Just a decade ago, says Davis, most women in her practice never considered using an IUD. “I would tell them, ‘Your insurance isn’t going cover it, and it’s 800 bucks.’ And people just shrugged their shoulders and said, ‘Well, I don’t have 800 bucks.’ It was completely out of reach financially for most of my patients.”
One of those patients, she recalls, used a condom for contraception but, due to accidents, ended up having an abortion, and then another.
“After the Obamacare mandate, she was able to get an IUD,” Davis said. “Years later, she’s planning a family, in a place and time in her life where she can support children. It was a sea change for her.”
What’s next for women who find themselves reliant on birth control for their medical conditions?

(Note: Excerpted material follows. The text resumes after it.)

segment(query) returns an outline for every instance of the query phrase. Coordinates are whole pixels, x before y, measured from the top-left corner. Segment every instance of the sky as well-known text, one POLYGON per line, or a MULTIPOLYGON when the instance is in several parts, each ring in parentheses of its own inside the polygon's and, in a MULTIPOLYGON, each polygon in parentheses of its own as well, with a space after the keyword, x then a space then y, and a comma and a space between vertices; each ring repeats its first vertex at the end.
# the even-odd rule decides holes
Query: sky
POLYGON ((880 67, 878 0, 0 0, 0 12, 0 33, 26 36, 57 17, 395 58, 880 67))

“People are feeling deeply unsettled,” Davis added. “They don’t know what’s going to happen.”
Lawson, the author and blogger, said, “No employer knows me well enough to decide what is or isn’t acceptable for myself, my daughter, or anyone else. And they shouldn’t have to know me well enough because it’s none of their business.”
Lawson says she no longer has to take birth control pills but would be terrified of how the Trump decision would affect her if she were still suffering as she did when she was younger.
“But just because it doesn’t affect me personally doesn’t mean I will stop fighting for those who it will negatively impact,” Lawson said. “We’re in this together. Or at least, we should be.”